Se nel personaggio di Ema, Larraín identifica non una sola specifica ragazza, ma tutta la giovane generazione cilena, allora le danze con cui lei e il suo gruppo marciano per la città significano qualcosa di diverso che non svago e amore per il ballo, la musica che scelgono significa qualcosa di diverso, le tute dell’adidas significano qualcosa di diverso, e allora anche il fuoco che brucia le auto, i semafori, i giochi dei bambini e le statue degli eroi, diventa un fuoco che brucia un intero paese, un intero sistema.
In quest’ottica, il personaggio chiave che rende leggibile il tutto diventa quindi Gaston.
Gaston ha dodici o tredici anni in più di Ema, è troppo vecchio per essere della stessa generazione ma è anche troppo giovane per far parte di quella che ha vissuto la dittatura cilena. È una specie di baby boomer, diciamo, si è trovato la strada spianata senza dover impegnarsi granché per difenderla. (Non a caso la sua parte è affidata a Gael García Bernal, protagonista di No – i giorni dell’arcobaleno, precedente film di Larraín sul referendum del 1988 che scardinò il consenso alla giunta militare di Pinochet.)
Gaston è spocchioso, fa un sacco di discorsi articolati, razionalizza, giudica, non si prende nessuna responsabilità.
Diverse volte, in diverse circostanze lo sentiamo dire che “non è colpa sua”, addossando le colpe delle varie catastrofi alla più giovane compagna. Gaston detesta il reggaeton.

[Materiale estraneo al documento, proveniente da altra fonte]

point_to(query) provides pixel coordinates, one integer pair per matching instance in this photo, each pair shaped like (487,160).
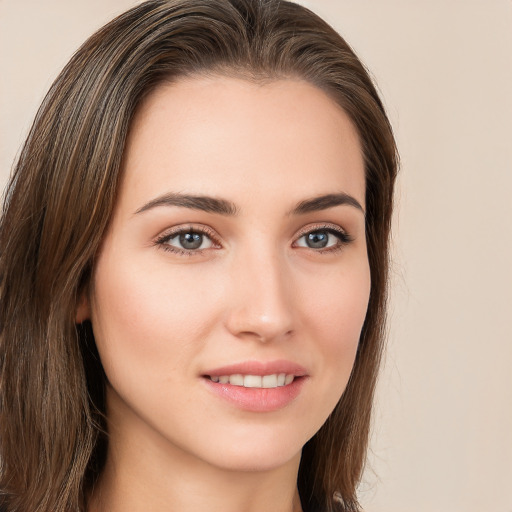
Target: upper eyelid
(213,235)
(321,226)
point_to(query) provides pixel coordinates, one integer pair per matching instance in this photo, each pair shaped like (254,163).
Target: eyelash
(162,241)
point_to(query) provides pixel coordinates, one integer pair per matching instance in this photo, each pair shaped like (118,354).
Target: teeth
(255,381)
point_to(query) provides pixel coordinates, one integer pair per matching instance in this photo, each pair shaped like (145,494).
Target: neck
(145,472)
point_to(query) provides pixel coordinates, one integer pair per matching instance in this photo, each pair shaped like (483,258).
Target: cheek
(148,322)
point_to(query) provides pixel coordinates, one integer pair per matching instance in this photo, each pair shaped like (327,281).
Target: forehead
(225,136)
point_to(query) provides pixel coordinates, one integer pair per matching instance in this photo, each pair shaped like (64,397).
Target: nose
(261,299)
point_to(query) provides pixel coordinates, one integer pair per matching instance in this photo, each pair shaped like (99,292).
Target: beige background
(442,440)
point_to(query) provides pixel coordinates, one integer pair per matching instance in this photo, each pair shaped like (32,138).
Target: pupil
(317,240)
(191,240)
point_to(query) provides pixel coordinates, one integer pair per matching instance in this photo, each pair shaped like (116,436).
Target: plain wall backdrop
(442,439)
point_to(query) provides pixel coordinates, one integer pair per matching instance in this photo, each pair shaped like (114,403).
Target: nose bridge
(261,305)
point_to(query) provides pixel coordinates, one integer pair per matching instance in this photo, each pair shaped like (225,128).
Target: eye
(186,241)
(325,238)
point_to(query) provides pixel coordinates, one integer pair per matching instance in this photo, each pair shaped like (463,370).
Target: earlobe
(83,310)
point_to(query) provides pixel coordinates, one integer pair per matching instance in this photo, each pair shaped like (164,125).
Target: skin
(254,290)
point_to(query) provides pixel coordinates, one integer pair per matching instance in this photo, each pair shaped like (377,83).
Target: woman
(194,267)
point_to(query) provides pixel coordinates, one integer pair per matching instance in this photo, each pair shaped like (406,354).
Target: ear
(83,308)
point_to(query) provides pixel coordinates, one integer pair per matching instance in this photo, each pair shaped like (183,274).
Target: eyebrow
(204,203)
(225,207)
(326,201)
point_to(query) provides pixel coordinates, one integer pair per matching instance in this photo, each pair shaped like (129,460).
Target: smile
(255,381)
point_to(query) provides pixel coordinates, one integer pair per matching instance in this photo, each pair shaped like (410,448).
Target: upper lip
(259,368)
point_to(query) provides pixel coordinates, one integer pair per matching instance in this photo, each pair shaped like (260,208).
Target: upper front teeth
(255,381)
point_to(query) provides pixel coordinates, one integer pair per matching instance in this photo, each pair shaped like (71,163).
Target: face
(230,290)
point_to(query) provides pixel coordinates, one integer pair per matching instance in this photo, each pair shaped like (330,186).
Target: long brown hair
(58,205)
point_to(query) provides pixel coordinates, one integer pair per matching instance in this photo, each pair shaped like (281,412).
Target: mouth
(273,380)
(257,386)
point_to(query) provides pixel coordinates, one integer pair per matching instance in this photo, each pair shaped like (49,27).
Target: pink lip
(259,368)
(258,399)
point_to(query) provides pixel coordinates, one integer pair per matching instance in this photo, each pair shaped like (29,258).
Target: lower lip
(257,399)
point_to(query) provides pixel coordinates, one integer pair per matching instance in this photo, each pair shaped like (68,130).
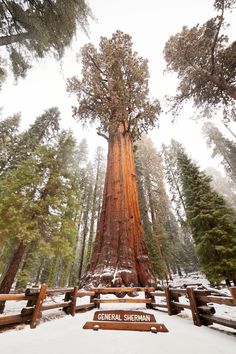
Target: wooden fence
(199,302)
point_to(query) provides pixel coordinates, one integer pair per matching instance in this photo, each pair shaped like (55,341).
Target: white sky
(150,24)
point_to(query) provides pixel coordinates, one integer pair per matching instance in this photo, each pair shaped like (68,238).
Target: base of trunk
(116,278)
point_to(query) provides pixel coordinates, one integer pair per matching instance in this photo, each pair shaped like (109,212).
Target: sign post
(125,320)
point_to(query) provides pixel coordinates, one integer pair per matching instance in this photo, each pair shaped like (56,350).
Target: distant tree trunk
(120,255)
(9,277)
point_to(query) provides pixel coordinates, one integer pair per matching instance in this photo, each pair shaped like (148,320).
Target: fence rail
(198,301)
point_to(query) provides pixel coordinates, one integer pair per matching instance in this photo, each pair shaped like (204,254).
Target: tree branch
(103,135)
(6,40)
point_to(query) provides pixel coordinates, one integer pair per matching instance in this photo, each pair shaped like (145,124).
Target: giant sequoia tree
(205,62)
(114,91)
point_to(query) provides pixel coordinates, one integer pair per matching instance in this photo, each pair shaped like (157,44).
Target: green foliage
(40,196)
(114,88)
(38,27)
(222,147)
(205,63)
(212,222)
(23,145)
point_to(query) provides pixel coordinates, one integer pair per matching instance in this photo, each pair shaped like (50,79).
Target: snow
(65,333)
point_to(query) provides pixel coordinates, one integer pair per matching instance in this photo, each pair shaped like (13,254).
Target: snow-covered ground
(66,334)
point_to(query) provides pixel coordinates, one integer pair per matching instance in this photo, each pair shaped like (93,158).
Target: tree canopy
(205,62)
(211,220)
(37,27)
(114,88)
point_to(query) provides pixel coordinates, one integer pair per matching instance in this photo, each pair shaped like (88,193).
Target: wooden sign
(125,320)
(124,316)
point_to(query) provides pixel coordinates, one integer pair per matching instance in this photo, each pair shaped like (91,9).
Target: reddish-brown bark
(120,255)
(9,277)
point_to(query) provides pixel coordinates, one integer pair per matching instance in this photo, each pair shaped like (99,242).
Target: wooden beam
(16,297)
(206,310)
(159,293)
(12,319)
(182,306)
(85,293)
(59,291)
(194,307)
(130,326)
(178,291)
(218,300)
(38,306)
(85,307)
(220,320)
(159,305)
(121,290)
(110,301)
(55,306)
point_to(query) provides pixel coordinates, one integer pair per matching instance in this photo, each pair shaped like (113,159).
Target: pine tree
(184,245)
(37,28)
(114,92)
(222,147)
(205,62)
(212,222)
(154,204)
(39,205)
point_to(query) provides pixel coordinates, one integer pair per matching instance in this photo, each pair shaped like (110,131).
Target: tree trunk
(120,256)
(6,40)
(9,277)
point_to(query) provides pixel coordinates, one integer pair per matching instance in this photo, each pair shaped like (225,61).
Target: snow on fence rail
(199,302)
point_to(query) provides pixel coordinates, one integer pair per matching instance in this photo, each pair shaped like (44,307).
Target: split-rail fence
(174,300)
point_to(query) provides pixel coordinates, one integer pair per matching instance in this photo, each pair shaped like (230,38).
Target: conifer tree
(205,62)
(185,245)
(113,91)
(39,202)
(37,28)
(222,147)
(212,222)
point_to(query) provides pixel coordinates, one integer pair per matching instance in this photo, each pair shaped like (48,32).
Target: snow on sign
(125,320)
(124,316)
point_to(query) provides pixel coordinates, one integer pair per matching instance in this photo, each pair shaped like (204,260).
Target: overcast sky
(150,23)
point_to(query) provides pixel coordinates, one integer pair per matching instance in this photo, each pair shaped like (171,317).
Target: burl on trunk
(120,256)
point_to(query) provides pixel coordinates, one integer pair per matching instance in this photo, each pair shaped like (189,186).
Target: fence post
(194,306)
(73,300)
(233,293)
(168,302)
(38,306)
(148,295)
(92,298)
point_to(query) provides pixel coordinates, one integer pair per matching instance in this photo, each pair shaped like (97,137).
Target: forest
(134,215)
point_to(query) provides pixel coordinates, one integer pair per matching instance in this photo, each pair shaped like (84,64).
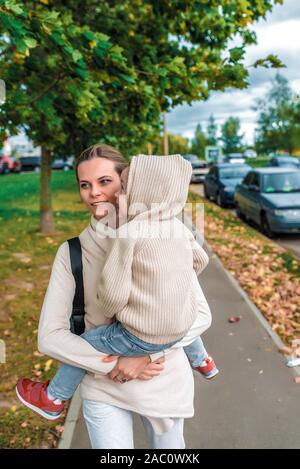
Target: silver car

Gaston è sterile.
Gaston è tutto ciò contro cui Ema lotta, è l’antagonista che la ostacola nella ricerca di un’armonia e di una stabilità che lei vede in modo diverso, nuovo.
Sotto questa luce si può intendere anche la scelta, da molti criticata, dello stile da videoclip con cui sono ripresi certi momenti, che si vede nelle intenzioni del regista appartengono a un’altra cultura, a un’altra mentalità.
Sta di fatto che il film non si chiude con il semplice esito dello sforzo della protagonista, ma si allunga in un epilogo che invita a continuare la lotta e che offre come soluzione una proposta di vita nuova, che può lasciare perplesso qualcuno ma che chissà, potrebbe pure funzionare.